La scena potrebbe arricchirsi ed essere completata all’infinito con tanti altri personaggi, di tante altre provenienze. L’idea che si è voluta trasmettere è quella di rappresentare l’universalità di un evento che non è avvenuto per essere testimoniato soltanto da alcuni pastori e da qualche straniero, ma che porta con sé l’invito all’umanità intera, per conoscere, capire e accogliere la presenza di Dio che si fa uomo, per abitare in mezzo a noi, per camminare con noi e portarci a ristabilire un’amicizia completa con il Padre che ci ha creati. Il Natale è per tutti, anche, e soprattutto, per quelli che non l’hanno ancora conosciuto. O diciamo meglio: quelli ai quali non siamo stati ancora capaci di farlo conoscere.

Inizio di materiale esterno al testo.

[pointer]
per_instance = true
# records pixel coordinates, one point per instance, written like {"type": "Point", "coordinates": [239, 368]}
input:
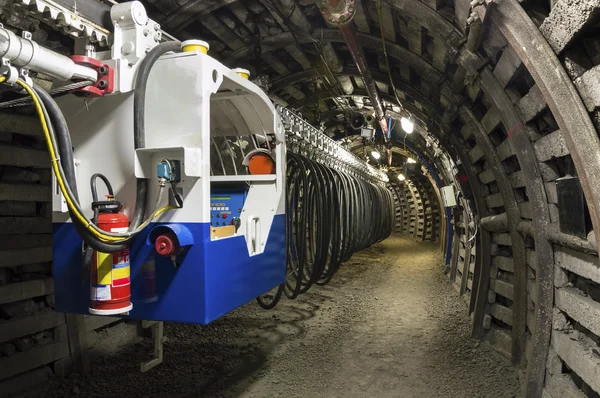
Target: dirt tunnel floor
{"type": "Point", "coordinates": [388, 325]}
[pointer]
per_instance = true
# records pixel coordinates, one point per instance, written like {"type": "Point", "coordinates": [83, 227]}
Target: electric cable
{"type": "Point", "coordinates": [50, 114]}
{"type": "Point", "coordinates": [330, 215]}
{"type": "Point", "coordinates": [98, 239]}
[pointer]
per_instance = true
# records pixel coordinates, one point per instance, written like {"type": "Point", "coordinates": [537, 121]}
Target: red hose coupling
{"type": "Point", "coordinates": [106, 77]}
{"type": "Point", "coordinates": [167, 245]}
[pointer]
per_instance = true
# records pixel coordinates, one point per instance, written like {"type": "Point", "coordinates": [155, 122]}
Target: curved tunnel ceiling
{"type": "Point", "coordinates": [516, 116]}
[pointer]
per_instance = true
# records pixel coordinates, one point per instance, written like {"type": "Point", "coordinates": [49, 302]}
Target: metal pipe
{"type": "Point", "coordinates": [28, 54]}
{"type": "Point", "coordinates": [340, 13]}
{"type": "Point", "coordinates": [358, 56]}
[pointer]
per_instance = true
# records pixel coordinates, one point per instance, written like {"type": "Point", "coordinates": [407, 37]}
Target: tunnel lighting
{"type": "Point", "coordinates": [407, 125]}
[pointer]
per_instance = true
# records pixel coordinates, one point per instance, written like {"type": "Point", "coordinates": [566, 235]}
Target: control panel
{"type": "Point", "coordinates": [226, 208]}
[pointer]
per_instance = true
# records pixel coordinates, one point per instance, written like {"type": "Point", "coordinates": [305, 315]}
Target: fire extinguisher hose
{"type": "Point", "coordinates": [96, 238]}
{"type": "Point", "coordinates": [50, 115]}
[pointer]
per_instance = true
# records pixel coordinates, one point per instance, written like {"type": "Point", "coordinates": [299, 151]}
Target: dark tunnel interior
{"type": "Point", "coordinates": [475, 271]}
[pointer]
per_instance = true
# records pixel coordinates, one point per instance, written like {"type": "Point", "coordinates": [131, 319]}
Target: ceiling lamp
{"type": "Point", "coordinates": [407, 125]}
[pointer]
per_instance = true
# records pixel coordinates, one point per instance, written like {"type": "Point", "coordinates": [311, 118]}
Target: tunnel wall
{"type": "Point", "coordinates": [418, 213]}
{"type": "Point", "coordinates": [518, 116]}
{"type": "Point", "coordinates": [37, 343]}
{"type": "Point", "coordinates": [552, 304]}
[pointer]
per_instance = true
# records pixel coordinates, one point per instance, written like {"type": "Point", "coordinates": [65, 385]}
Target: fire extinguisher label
{"type": "Point", "coordinates": [100, 293]}
{"type": "Point", "coordinates": [121, 269]}
{"type": "Point", "coordinates": [104, 270]}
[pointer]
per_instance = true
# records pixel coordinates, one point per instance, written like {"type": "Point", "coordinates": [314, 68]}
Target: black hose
{"type": "Point", "coordinates": [139, 127]}
{"type": "Point", "coordinates": [59, 129]}
{"type": "Point", "coordinates": [330, 215]}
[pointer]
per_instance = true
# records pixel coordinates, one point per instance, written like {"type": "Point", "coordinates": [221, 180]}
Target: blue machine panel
{"type": "Point", "coordinates": [226, 207]}
{"type": "Point", "coordinates": [206, 281]}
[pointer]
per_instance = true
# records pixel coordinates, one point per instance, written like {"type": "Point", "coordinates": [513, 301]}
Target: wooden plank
{"type": "Point", "coordinates": [525, 210]}
{"type": "Point", "coordinates": [360, 18]}
{"type": "Point", "coordinates": [25, 326]}
{"type": "Point", "coordinates": [13, 258]}
{"type": "Point", "coordinates": [34, 358]}
{"type": "Point", "coordinates": [415, 39]}
{"type": "Point", "coordinates": [486, 176]}
{"type": "Point", "coordinates": [500, 340]}
{"type": "Point", "coordinates": [19, 385]}
{"type": "Point", "coordinates": [517, 179]}
{"type": "Point", "coordinates": [25, 241]}
{"type": "Point", "coordinates": [581, 308]}
{"type": "Point", "coordinates": [491, 119]}
{"type": "Point", "coordinates": [507, 65]}
{"type": "Point", "coordinates": [23, 157]}
{"type": "Point", "coordinates": [579, 263]}
{"type": "Point", "coordinates": [531, 258]}
{"type": "Point", "coordinates": [501, 239]}
{"type": "Point", "coordinates": [17, 209]}
{"type": "Point", "coordinates": [562, 386]}
{"type": "Point", "coordinates": [505, 150]}
{"type": "Point", "coordinates": [504, 263]}
{"type": "Point", "coordinates": [502, 288]}
{"type": "Point", "coordinates": [531, 105]}
{"type": "Point", "coordinates": [502, 313]}
{"type": "Point", "coordinates": [494, 201]}
{"type": "Point", "coordinates": [25, 192]}
{"type": "Point", "coordinates": [388, 23]}
{"type": "Point", "coordinates": [550, 146]}
{"type": "Point", "coordinates": [475, 154]}
{"type": "Point", "coordinates": [78, 344]}
{"type": "Point", "coordinates": [25, 225]}
{"type": "Point", "coordinates": [96, 322]}
{"type": "Point", "coordinates": [576, 350]}
{"type": "Point", "coordinates": [24, 290]}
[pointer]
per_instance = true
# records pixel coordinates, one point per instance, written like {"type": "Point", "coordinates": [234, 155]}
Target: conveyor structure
{"type": "Point", "coordinates": [192, 223]}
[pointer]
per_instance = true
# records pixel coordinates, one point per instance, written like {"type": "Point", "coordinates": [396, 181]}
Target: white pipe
{"type": "Point", "coordinates": [28, 54]}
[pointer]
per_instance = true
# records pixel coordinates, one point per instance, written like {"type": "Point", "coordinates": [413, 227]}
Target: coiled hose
{"type": "Point", "coordinates": [330, 216]}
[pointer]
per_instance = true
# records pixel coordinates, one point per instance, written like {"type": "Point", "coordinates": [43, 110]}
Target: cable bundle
{"type": "Point", "coordinates": [330, 216]}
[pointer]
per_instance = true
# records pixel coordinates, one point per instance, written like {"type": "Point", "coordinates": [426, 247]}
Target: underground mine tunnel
{"type": "Point", "coordinates": [316, 198]}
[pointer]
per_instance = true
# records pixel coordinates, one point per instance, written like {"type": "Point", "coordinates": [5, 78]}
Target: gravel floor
{"type": "Point", "coordinates": [388, 325]}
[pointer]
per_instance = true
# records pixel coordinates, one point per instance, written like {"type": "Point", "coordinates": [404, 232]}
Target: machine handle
{"type": "Point", "coordinates": [254, 232]}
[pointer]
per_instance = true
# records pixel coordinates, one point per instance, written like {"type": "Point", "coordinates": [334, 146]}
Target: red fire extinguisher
{"type": "Point", "coordinates": [110, 277]}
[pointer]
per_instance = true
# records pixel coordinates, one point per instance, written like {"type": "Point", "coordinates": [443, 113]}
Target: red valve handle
{"type": "Point", "coordinates": [166, 245]}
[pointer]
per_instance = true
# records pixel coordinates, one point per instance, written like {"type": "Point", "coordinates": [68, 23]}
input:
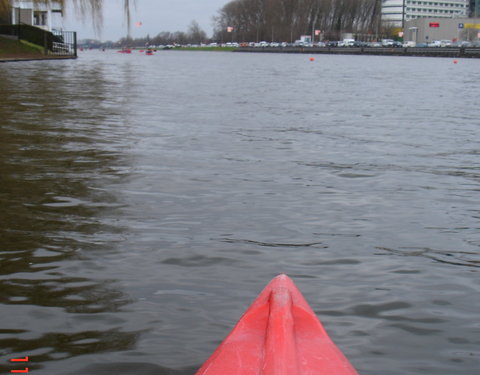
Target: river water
{"type": "Point", "coordinates": [146, 200]}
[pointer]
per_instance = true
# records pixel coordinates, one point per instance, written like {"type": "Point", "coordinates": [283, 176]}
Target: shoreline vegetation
{"type": "Point", "coordinates": [20, 50]}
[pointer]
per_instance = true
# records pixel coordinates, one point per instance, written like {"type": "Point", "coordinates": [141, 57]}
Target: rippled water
{"type": "Point", "coordinates": [146, 200]}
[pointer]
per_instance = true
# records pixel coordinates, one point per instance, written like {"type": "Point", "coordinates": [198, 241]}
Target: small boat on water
{"type": "Point", "coordinates": [279, 334]}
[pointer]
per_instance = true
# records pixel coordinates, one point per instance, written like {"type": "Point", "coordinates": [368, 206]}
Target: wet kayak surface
{"type": "Point", "coordinates": [146, 201]}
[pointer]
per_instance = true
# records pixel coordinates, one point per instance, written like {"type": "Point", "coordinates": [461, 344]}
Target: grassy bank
{"type": "Point", "coordinates": [10, 48]}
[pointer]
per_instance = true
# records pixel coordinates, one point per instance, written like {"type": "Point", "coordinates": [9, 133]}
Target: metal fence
{"type": "Point", "coordinates": [64, 43]}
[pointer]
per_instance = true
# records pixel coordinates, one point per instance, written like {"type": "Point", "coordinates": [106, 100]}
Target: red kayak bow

La stessa vocazione all’universalità è stata accolta, come segno di identificazione, dal Progetto “Agata Smeralda”, la cui dedizione all’aiuto verso chi è nel bisogno diventa ogni volta più ampio e universale. Ha quindi un senso del tutto reale il fatto di avere gente di ogni provenienza attorno alla grotta in cui Maria e Giuseppe contemplano il bambino appena nato. Alcuni dei paesi rappresentati sono già nella lista di aiuti provveduti del Progetto; altri non ci sono ancora, ma potrebbero esserci in un prossimo futuro.
Perché l’incarnazione del Figlio di Dio è un fatto di portata universale, come ha una destinazione universale la carità che scaturisce da Betlemme e diventa azione di bene verso tutti i bisognosi. Non c’è limite all’amore di Dio. Cogliendo questo messaggio, sentiamo come un’esigenza evangelica il non porre limiti, da parte nostra, per il nostro egoismo, alle manifestazioni di concreta carità verso i tanti fratelli e sorelle che soffrono per le tante forme di povertà.
Dio si fa dono e ci invita ad essere noi stessi dono per i nostri fratelli.